The contents of the cachefile are effectively controlled by which pools you import and export. When you import a pool, its details are saved in the cache and the system will reimport the pool every time the system boots, until you export it. There is never a need to export a pool until you are ready to import it on another system. It was simple, and beautiful, and all of your previously imported pools could be imported with one command:

zpool import -c /etc/zfs/zpool.cache -a

This is compared to your new code which takes:

awk '/^do_import/ { flag=1 }; /^}/ { flag=0 }; flag { print }' /etc/init.d/zfs-import | wc -l
185

185 lines.

And your code is incorrect. It tries to import all available pools. You say you you can ignore pools by setting ZFS_POOL_EXCEPTIONS (funny, I don't remember that on my Solaris certification exam)--but that is neither user nor system administrator friendly. For users: are they supposed to set the ZFS_POOL_EXCEPTIONS variable for every USB zpool they might insert, so that it doesn't automatically get imported at boot?
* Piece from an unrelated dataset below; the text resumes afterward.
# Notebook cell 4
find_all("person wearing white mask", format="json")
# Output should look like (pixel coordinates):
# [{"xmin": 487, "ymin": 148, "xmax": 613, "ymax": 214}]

For system administrators: are they supposed to update that variable every time a new pool appears on their SAN?

So you say the variable can be modified to accept wildcards, but that just gives you the same situation in reverse. Now I have to ask, is the user supposed to update the variable every time they plug in a USB zpool that they want mounted at boot? Is a system administrator supposed to update that variable every time they attach a new pool to their SAN that they want automatically imported at boot?
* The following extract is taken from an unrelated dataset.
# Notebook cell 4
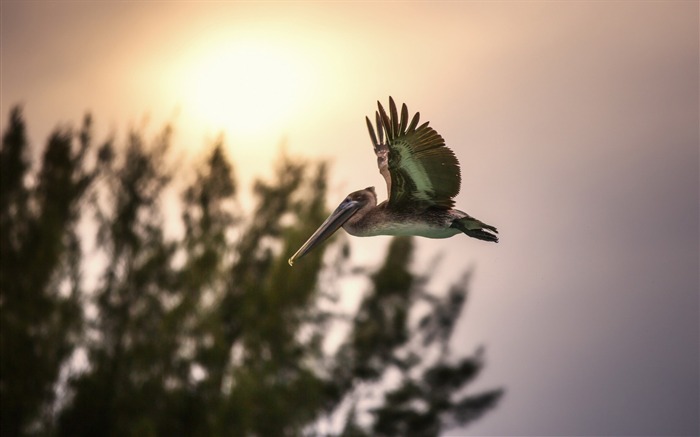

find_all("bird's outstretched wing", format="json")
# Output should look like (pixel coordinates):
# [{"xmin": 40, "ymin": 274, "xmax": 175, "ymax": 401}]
[{"xmin": 365, "ymin": 97, "xmax": 461, "ymax": 208}]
These are exactly the sort of challenges ZFS was designed to eliminate. It's the same reason we don't have to update /etc/fstab for every new ZFS filesystem we want to mount.
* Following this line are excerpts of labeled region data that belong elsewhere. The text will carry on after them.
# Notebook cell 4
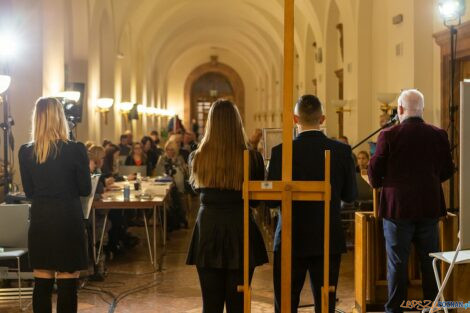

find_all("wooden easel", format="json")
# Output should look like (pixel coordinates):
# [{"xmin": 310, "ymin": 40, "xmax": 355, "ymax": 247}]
[{"xmin": 238, "ymin": 0, "xmax": 334, "ymax": 313}]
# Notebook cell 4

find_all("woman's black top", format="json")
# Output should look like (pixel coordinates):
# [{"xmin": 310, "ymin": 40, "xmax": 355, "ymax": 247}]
[
  {"xmin": 18, "ymin": 141, "xmax": 91, "ymax": 199},
  {"xmin": 186, "ymin": 151, "xmax": 268, "ymax": 269},
  {"xmin": 18, "ymin": 141, "xmax": 91, "ymax": 272}
]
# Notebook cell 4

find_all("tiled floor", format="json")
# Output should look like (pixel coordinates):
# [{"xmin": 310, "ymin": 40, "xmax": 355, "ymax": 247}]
[{"xmin": 0, "ymin": 206, "xmax": 354, "ymax": 313}]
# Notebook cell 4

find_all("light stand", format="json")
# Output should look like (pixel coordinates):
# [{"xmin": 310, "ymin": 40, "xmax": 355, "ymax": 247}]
[
  {"xmin": 444, "ymin": 23, "xmax": 459, "ymax": 210},
  {"xmin": 0, "ymin": 75, "xmax": 15, "ymax": 195}
]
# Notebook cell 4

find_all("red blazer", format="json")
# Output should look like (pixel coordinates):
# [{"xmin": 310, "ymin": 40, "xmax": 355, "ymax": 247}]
[{"xmin": 368, "ymin": 117, "xmax": 454, "ymax": 220}]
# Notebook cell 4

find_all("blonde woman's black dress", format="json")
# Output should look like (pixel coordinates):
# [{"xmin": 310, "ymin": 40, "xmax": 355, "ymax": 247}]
[{"xmin": 18, "ymin": 141, "xmax": 91, "ymax": 272}]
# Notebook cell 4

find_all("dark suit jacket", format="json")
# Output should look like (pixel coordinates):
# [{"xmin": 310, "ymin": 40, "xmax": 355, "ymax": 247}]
[
  {"xmin": 268, "ymin": 131, "xmax": 357, "ymax": 257},
  {"xmin": 368, "ymin": 117, "xmax": 454, "ymax": 219}
]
I say to you: we already had a solution to this problem, a cache file. Do not eliminate it. And let's fix the zfs-import service to maintain the way ZFS has always worked: import pools based on the cache file, and do not export pools at shutdown. Only the user or system administrator should export pools.

FransUrbo commented 9 years ago

As I said in https://github.com/zfsonlinux/zfs/pull/3800#issuecomment-141643856, the correct fix is to set:

ZPOOL_IMPORT_OPTS="-c /etc/zfs/zpool.cache"
ZPOOL_CACHE=""

in the defaults config file (/etc/defaults/zfs or corresponding location on Redhat/Fedora etc).

That setup will enforce the use of cache file, and ONLY use the cache file (i.e., try once with that ONLY).

jameslikeslinux commented 9 years ago

And as I said in https://github.com/zfsonlinux/zfs/pull/3800#issuecomment-141687925, @FransUrbo's suggested fix doesn't work because:

The current infrastructure exports pools at shutdown, which completely negates the point of the cache.
Unless made the default, the current infrastructure is still vulnerable to https://github.com/zfsonlinux/zfs/pull/3526#issuecomment-141617698 and the number of issues raised by @ryao in this issue.

ryao commented 9 years ago

The following patch from the genkernel zfs branch makes genkernel read the cachefile from the pool and verbatim import pools from it. It will be merged to genkernel HEAD after review has been completed:

https://gitweb.gentoo.org/proj/genkernel.git/commit/?h=zfs&id=00e8b41e573acbebd60275792eb6b4a89b834882

For systems where an initramfs is not used to load the pool, the boot scripts should just load from the cachefile. It should be a fairly simple matter since they already have access to the cachefile. I am fairly confident that the cachefile issues that people have had are caused by the initramfs have its own copy of the cachefile.

This is analogous to what the current systemd unit files do.

FransUrbo commented 9 years ago

I don't see the point of doing it this way! If the root pool could be imported read only, why bother with all this??

FransUrbo commented 9 years ago

Also, it doesn't take that fact into account - there's no check for a failed import!

FransUrbo commented 9 years ago

Oh, and the third problem is that if the ro import succeeded, but there is no cache file in there (because user have elected not to have one), everything fails… Even though the pool could be imported!

Bronek commented 9 years ago

@ryao I like this approach.

I don't see the point of doing it this way!

... the pool might be unusable for read-write, e.g. because it is SAN and is accessed by a different node at this time. I can think of other reasons. This does not prevent reading one file in a well known location, though.

Also, it doesn't take that fact into account - there's no check for a failed import!

good point

Oh, and the third problem is that if the ro import succeeded, but there is no cache file in there

also good point, but this probably calls for a different boot switch (* edit below). There are basically two approaches and I like one presented by @ryao better than what ZOL is doing now, i.e. trying to import all available pools (including those in ZVOLs)

EDIT: @ryao's solution requires "root=ZFS=\$DATASET" to be provided at boot. I like the way it's explicit, you know what to expect just glancing at the kernel options, and it happens to fit my expectation as to "how ZFS should work", as a lowly user (I managed some FC SANs in the past, if that matters). Having said that, I can imagine a whole class of users who might want ZFS to automagically import all available pools. It seems possible (i.e. to intuitively understand) to perform auto-import when there is no dataset name following root=ZFS . However when there is, I would really prefer if auto-import did not take place.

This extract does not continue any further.